Literally Show Me a Healthy Person
Darcie Wilder might make you stop wanting someone to hurt you
By Wayne Alan Brenner, 8:00AM, Fri. Dec. 28, 2018
This is like one of those trainwrecks that you can’t look away from, OK, except it’s the written presence of a young woman whose intimate, drug-riddled, cum-stained, fragmented-text story is as deftly captured as it is harrowing.

literally show me a healthy person, relentlessly aswarm with both insights and idiocies, is also, at times, hilarious. Or at least it’s hard not to laugh out loud at certain points where author Darcie Wilder is trying to be funny – because she can be extremely fucking funny – or where your empathy is so painfully wracked that laughing is all you can do in response instead of screaming.
It’s good to be able to read this thing with my own early twenties three decades behind me, tell you what, otherwise the immediacy of emotional and experiential resonance might’ve broken a few major bones, and then I’d be wanting to sue Tyrant Books for disseminating this level of weaponized expression among the general populace. Which would be a sad thing, ultimately, because even though I’d surely lose that lawsuit, I understand that such litigation can have a chilling effect on publishers, and I – and you – all of us – we definitely want this Tyrant Books to keep on releasing new material.

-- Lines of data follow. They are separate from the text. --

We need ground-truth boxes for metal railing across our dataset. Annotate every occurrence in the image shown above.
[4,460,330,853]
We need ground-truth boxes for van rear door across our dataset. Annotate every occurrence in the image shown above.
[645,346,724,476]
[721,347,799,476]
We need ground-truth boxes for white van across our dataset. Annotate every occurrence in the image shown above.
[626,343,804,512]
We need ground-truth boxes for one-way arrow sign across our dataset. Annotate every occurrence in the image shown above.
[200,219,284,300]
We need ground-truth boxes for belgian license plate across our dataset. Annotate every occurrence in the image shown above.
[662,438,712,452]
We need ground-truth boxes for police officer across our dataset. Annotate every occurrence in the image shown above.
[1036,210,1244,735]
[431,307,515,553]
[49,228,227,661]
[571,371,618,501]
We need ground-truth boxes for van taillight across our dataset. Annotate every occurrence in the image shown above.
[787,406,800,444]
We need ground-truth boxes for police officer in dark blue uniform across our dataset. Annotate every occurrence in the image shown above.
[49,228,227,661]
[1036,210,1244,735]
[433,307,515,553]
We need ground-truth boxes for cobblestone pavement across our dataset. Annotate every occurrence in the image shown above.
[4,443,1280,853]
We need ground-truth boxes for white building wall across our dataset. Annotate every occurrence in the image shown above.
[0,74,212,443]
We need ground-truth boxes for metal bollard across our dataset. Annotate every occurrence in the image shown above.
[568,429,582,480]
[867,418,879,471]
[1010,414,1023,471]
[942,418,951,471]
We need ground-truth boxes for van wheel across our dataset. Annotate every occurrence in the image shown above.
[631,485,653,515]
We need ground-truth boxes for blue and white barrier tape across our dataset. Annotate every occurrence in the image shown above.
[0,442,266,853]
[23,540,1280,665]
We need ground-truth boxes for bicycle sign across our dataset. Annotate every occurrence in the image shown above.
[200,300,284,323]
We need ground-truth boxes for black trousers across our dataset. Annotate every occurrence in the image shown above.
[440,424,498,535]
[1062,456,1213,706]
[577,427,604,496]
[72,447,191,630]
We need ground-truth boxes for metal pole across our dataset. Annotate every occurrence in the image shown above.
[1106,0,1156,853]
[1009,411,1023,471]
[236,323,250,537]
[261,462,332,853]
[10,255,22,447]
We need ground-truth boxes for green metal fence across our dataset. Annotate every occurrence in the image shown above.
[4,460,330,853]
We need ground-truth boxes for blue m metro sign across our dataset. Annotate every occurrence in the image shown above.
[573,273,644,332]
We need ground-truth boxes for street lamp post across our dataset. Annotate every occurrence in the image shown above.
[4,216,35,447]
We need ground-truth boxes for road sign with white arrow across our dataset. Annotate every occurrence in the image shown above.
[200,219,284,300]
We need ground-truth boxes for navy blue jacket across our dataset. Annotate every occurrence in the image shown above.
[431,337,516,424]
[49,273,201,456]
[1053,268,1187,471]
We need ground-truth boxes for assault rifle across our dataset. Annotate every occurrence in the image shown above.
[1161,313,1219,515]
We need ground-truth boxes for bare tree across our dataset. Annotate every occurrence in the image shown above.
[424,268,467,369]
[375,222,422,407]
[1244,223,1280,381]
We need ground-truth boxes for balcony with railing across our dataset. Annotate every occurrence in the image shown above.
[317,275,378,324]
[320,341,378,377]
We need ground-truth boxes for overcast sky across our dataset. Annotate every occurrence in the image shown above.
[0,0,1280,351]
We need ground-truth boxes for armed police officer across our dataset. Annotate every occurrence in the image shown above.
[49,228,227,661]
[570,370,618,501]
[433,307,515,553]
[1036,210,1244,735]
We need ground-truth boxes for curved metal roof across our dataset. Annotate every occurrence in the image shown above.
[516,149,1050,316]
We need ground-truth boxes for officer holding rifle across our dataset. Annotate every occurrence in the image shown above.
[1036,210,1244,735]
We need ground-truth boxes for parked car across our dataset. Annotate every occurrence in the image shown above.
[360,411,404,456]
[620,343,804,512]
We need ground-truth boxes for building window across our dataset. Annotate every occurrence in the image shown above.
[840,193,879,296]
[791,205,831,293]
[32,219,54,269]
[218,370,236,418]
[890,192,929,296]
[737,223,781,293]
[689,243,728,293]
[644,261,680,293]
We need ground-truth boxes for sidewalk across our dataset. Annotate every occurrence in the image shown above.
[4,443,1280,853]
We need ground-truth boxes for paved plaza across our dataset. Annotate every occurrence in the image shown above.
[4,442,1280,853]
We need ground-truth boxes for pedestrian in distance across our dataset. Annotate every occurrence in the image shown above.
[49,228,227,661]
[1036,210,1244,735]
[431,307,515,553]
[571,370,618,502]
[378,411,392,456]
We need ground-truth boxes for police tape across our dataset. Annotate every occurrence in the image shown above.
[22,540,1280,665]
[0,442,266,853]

I mean, check out their catalog, the things they’ve done so far besides publishing NY Tyrant magazine. It’s like they’re out there with the tastiest blood and guts, chumming the sea of letters to – ah, hell, I don’t know, something about sharks, right? Something about when you see Jaws for the first time and you’re like, whoa, fuck, I’m never going near an ocean again. But then you also wind up really liking Richard Dreyfuss’s character and understanding that sharks are always hungry for whatever’s vital and bleeding when it’s tossed over the side of a boat, right?
It’s a risky bet to judge books by their covers – Calvin Gimpelevich’s Invasions from Instar Books has a downright shitty cover, for instance, yet it’s one of the best new collections of stories available – but just from the well-designed looks of what this Tyrant is hawking, and extrapolating from the contents of Wilder’s confessional pages, here’s where you want to be spending a lot of your reading time and money.
Shall I leave you to it, then, while I go and attend to a bit of neglected self-care? Done.